KANSAS CITY, MO ‒ More than one in 10 people endure workplace noise levels loud enough to damage their hearing while seven in 10 experience moderately loud noise levels, the Bureau of Labor Statistics reports. Yet, in 2020, the bureau found that about half the nation’s workers reported not using personal protective equipment to protect their hearing.
To reduce these workplace dangers and promote programs to protect workers’ hearing, the U.S. Department of Labor’s Occupational Safety and Health Administration’s Kansas City regional office has established a Regional Emphasis Program to target inspections of general industry and construction workplaces at high risk of noise exposure and to raise awareness among Kansas, Missouri and Nebraska employers of noise hazards and required safety measures.
In 2020, 71 percent of production workers suffered moderate levels of noise exposure and about 25 percent endured loud noise levels. In the construction industry, at least 25 percent of those exposed to noise report hearing loss that impacts their day-to-day activities.
“Hearing conservation programs are designed to protect workers’ hearing and prevent irreversible hearing loss. These programs also provide employers and workers with the knowledge and equipment to control and reduce their exposure to noise,” said OSHA Acting Regional Administrator Steven J. Kaplan in Kansas City, Missouri. “Our Regional Emphasis Program has an outreach phase that encourages employers to address and correct hazards, followed by targeted inspections to ensure employers are taking necessary steps to reduce noise hazards and prevent injuries to their workers.”
By law, OSHA requires employers to implement a hearing conservation program when the average noise exposure over 8 working hours reaches or exceeds 85 decibels, which the Centers for Disease Control and Prevention compares to the sound of city traffic (from inside the vehicle) or a gas-powered leaf blower. To prevent noise-induced hearing loss, OSHA provides employers with hearing conservation guidelines.

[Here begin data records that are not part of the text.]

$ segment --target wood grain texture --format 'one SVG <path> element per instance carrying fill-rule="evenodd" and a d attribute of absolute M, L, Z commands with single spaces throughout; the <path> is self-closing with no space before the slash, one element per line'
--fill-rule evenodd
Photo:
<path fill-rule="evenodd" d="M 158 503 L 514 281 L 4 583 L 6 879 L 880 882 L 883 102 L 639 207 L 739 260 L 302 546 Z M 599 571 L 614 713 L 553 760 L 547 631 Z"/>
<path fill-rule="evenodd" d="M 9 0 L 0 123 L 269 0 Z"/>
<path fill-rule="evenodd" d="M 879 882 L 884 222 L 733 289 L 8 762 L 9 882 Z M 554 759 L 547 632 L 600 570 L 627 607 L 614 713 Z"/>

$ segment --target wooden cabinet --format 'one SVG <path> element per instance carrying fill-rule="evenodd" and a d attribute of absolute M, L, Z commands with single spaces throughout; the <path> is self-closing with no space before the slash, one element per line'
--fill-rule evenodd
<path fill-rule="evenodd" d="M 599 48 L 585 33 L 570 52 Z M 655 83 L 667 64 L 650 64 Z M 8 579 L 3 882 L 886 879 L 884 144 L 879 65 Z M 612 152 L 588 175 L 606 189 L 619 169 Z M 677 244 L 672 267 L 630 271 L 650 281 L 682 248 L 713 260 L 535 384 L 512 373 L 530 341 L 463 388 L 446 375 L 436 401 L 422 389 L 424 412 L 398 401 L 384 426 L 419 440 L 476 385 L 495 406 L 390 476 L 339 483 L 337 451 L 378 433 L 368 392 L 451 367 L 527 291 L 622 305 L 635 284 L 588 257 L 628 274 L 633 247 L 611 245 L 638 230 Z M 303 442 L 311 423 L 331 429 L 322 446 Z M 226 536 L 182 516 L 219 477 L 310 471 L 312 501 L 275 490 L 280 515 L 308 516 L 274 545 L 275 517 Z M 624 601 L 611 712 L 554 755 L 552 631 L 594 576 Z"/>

In the REP’s initial phase, OSHA will send information to employers, professional associations, local safety councils, apprenticeship programs, local hospitals and occupational health clinics. Agency representatives will also make presentations to industry organizations and stakeholders. The REP will also encourage employers to use OSHA’s free consultation services to help them implement noise safety strategies and ensure compliance with OSHA standards.
OSHA encourages employers to take steps to identify, reduce and eliminate hazards related to high levels of noise during the REP’s initial phase. Following its three-month outreach that began Feb. 28, the REP empowers OSHA to schedule and inspect select general industry and construction employers in Kansas, Missouri and Nebraska with hearing loss rates higher than the national average.